According to Vejayan Santhirasegaran, he is one among “hundreds of excursion bus owners” not being a part of any aid package to combat the adverse impact from Covid-19, which is projected to reduce tourist numbers by 30 per cent.
Mr Vejayan laments that his daily earnings have been reduced to $60 on average with over half the payment amounts going to overhead expenses such as parking fees, vehicle loan instalments and fuel costs.
Before ride-hailing firms ventured into tourism-related services like providing airport transfers “with very low rates” in 2015, Mr Vejayan recalled that he used to earn “S$12,000 gross a month”.
Mr Vejayan added that “Even after deducting cost, it was decent money.”
Before the Covid-19 took a hit on tourist arrivals, Mr Vejayan noted that his earnings had declined to about S$3,000 per month. He put effort into finding for delivery work, but “most are already taken up”.
Recalling the swine flu epidemic in 2009, he managed to pull through at the time “but that time, our earnings was enough to weather the downturn… But not now”.
“We rely on tourists for 70 per cent of our business. Only 30 per cent of our business is local. My takings have gone from $100 a day to $10 a day…I don’t want freebies, I just want more jobs,” another driver, Remaesh Krishnan remarked.
Phillip Peh, the President of Singapore School and Private Hire Bus Owners’ Association stated that “We’re talking to government departments such as Enterprise Singapore to see if there are partners in sectors such as logistics and human resource placement which can offer part-time work for drivers during this downturn…We’re also seeing if (the Urban Redevelopment Authority) and JTC can help defray costs by, say, cutting parking charges by 50 per cent during this period…Also, we’re asking if diesel duty can be suspended temporarily.”
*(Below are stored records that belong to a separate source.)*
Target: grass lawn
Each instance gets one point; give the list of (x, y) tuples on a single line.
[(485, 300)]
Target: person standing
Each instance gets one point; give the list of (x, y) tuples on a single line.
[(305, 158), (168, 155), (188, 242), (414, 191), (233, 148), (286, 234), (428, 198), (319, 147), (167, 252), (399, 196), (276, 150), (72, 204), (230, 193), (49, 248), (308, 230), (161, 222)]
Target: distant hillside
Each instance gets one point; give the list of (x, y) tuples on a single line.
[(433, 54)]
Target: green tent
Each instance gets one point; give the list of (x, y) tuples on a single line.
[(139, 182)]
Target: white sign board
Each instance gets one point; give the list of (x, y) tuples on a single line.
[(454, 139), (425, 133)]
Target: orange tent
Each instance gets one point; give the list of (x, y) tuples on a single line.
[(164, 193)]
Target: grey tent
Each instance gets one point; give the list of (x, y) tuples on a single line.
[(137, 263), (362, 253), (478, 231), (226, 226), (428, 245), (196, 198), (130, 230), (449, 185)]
Addressing the current predicament, Singapore Tourism Board spokesman Terrence Voon remarked that “We are aware that (tour bus) businesses have been impacted significantly by the Covid-19 outbreak. Operators, including sole proprietors, are eligible for the temporary bridging loan programme, which caters to tourism-sector enterprises…If these businesses hire local workers, they are also eligible for manpower support, such as the Jobs Support Scheme, which provides help for enterprises to retain local employees during this period of uncertainty…Transport businesses which have been similarly affected are also eligible to apply for the Enhanced Working Capital Loan.”
However, according to industry players, these schemes hardly apply to owner-drivers.
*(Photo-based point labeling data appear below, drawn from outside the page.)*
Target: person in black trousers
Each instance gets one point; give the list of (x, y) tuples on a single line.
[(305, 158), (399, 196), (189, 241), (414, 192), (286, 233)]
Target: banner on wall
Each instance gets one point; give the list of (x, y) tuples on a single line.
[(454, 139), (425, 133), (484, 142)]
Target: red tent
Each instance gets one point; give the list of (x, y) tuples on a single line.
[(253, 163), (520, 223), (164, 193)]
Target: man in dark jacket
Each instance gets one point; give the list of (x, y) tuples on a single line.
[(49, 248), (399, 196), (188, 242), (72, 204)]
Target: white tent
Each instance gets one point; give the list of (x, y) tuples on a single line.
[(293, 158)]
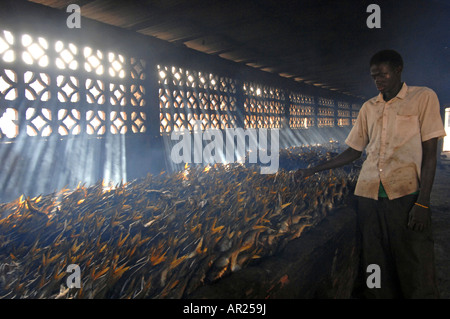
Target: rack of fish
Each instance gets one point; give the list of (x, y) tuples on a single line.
[(162, 236)]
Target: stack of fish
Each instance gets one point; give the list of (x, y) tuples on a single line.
[(162, 236)]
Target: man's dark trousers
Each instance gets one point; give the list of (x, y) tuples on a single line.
[(405, 257)]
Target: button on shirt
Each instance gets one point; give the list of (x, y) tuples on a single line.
[(392, 134)]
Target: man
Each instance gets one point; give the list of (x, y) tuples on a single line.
[(399, 130)]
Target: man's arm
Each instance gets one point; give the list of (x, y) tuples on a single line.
[(420, 217), (346, 157)]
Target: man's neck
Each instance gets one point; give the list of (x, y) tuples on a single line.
[(393, 93)]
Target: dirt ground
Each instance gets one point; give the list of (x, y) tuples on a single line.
[(440, 204)]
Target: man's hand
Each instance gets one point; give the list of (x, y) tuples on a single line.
[(419, 218)]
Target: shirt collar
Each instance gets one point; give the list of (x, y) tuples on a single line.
[(401, 94)]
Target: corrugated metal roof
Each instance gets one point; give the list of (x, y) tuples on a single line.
[(324, 42)]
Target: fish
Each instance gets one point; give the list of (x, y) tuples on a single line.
[(164, 235)]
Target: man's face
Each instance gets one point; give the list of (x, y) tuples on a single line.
[(385, 77)]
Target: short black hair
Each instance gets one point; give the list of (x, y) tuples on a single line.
[(387, 56)]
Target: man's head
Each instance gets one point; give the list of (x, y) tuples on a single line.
[(386, 69)]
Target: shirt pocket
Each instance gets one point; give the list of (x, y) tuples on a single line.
[(407, 127)]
“Bridging loan is a loan. The van drivers have costs and overheads – such loans are of little help…Their situation is similar to (that of) private-hire vehicle drivers, but because they operate a different type of vehicle, not much attention has been paid to them,” the Founder and Chief Executive of van-pooling platform Getvan, James Neo explained.
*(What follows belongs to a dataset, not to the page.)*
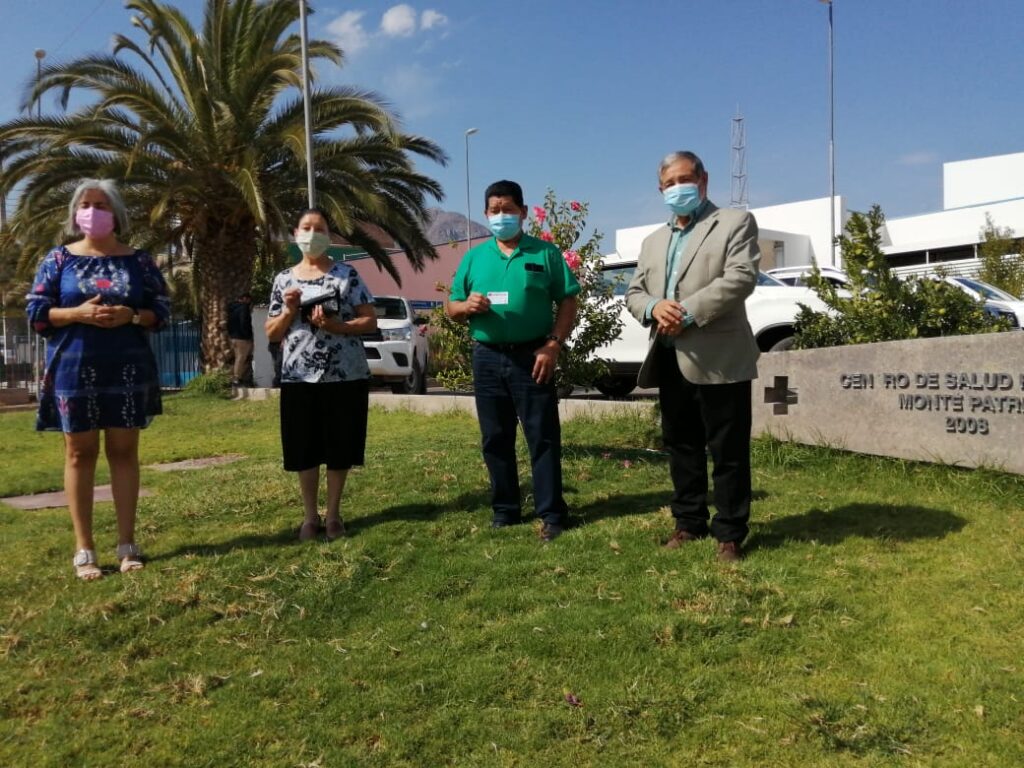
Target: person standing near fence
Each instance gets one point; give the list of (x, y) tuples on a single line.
[(93, 300), (318, 310), (240, 331)]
The S$77 million point-to-point aid package co-funded by the Government is available for private-hire drivers.
According to Mr Neo, there are around 100 drivers on Getvan platform, while there could be over 1,000 drivers who have been affected. “Most are sole proprietors who are sub-contractors to transport companies that have contracts from Changi Airport Group, hotels or tour companies,” he remarked, noting that there each driver typically own two or three minibuses respectively.
On Wednesday (26 Feb), a group of drivers are meeting to ink a petition for financial assistance, Mr Vejayan concluded.